On October 30, in Goral v. Kulys, the Illinois First District Appellate Court affirmed dismissal of a defamation suit pursuant to the Illinois Citizen Participation Act, 735 ILCS 110/1 et seq. (the “Act”). The Goral decision confirms that, for defendants sued for government-related speech, the Act offers a potent strategic weapon that can lead not only to dismissal but also reimbursement of a defendant’s attorneys’ fees. The Act provides for dismissal of strategic lawsuits against public participation, or SLAPPs, which Illinois courts have limited to suits that are “meritless” and “retaliatory.” The recent court decision offers a road map for defendants that seek to satisfy these requirements in several helpful ways.
In Goral v. Kulys, a candidate for a Chicago alderman position sued a blogger for defamation. The defendant’s blog posts constituted “participation in government” under the Act because they questioned the candidate’s qualifications for office based on alleged home ownership records and potential tax violations. The complaint sought modest monetary damages as well as an injunction barring future posts that would harm the candidate’s reputation. When the blogger moved for dismissal and fees under the Act based on information from preliminary discovery, the trial court dismissed and the appellate court affirmed in an opinion that addresses several factors that defendants considering an anti-SLAPP defense should evaluate.
First, the decision as to whether the suit was “meritless” hinged, among other things, on the court’s assessment of evidence about the traditional defamation defense of truth. Such evidence-based defenses are more commonly raised at the summary judgment stage, after full discovery, which can be expensive to complete. Goral helps clarify that, when the allegedly defamatory speech is government related, substantive legal defenses can be addressed earlier in the litigation process through a motion under the Act, which can both reduce litigation expense and result in a fee award that would otherwise not be recoverable.

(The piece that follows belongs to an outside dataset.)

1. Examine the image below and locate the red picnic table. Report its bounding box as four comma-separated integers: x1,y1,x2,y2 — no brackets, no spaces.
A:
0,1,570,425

Second, to determine whether the lawsuit was “retaliatory” (i.e., intended to chill participation in government rather than genuinely seek damages for personal harm) the Court gauged the plaintiff-alderman candidate’s intent by looking beyond the pleadings and considering her discovery responses. The Court determined that the suit was retaliatory because (1) plaintiff’s interrogatory responses listed more than $1 million in damages, (2) she sought injunctive relief to prevent defendant’s future speech, and (3) the suit was filed only a few weeks after defendant’s statements and before an upcoming election in which the plaintiff planned to run for a different office.
Third, the procedural history in Goral illustrates strategic options available to defendants as to when to raise the anti-SLAPP defense. The blogger-defendant initially sought dismissal under Section 2-615 of the Illinois Code of Civil Procedure, claiming that the complaint’s allegations failed to state a viable defamation claim. Even though that motion was denied, the anti-SLAPP defense was raised and prevailed on a subsequent motion pursuant to Section 2-619, which admits the sufficiency of the complaint but asserts affirmative matter defeating it. The court allowed this sequence of arguments and found the entire suit “meritless” under the Act, even though it had survived the initial 2-615 motion.
Last, the Goral decision is significant because after an Illinois Supreme Court 2013 opinion in Sandholm v. Kuecker, courts have been reluctant to dismiss defamation claims pursuant to the Act. The Goral opinion confirms that where appropriate, an anti-SLAPP motion can be a valuable tool to defeat meritless defamation claims and can provide defendants with a means to recover their attorneys’ fees.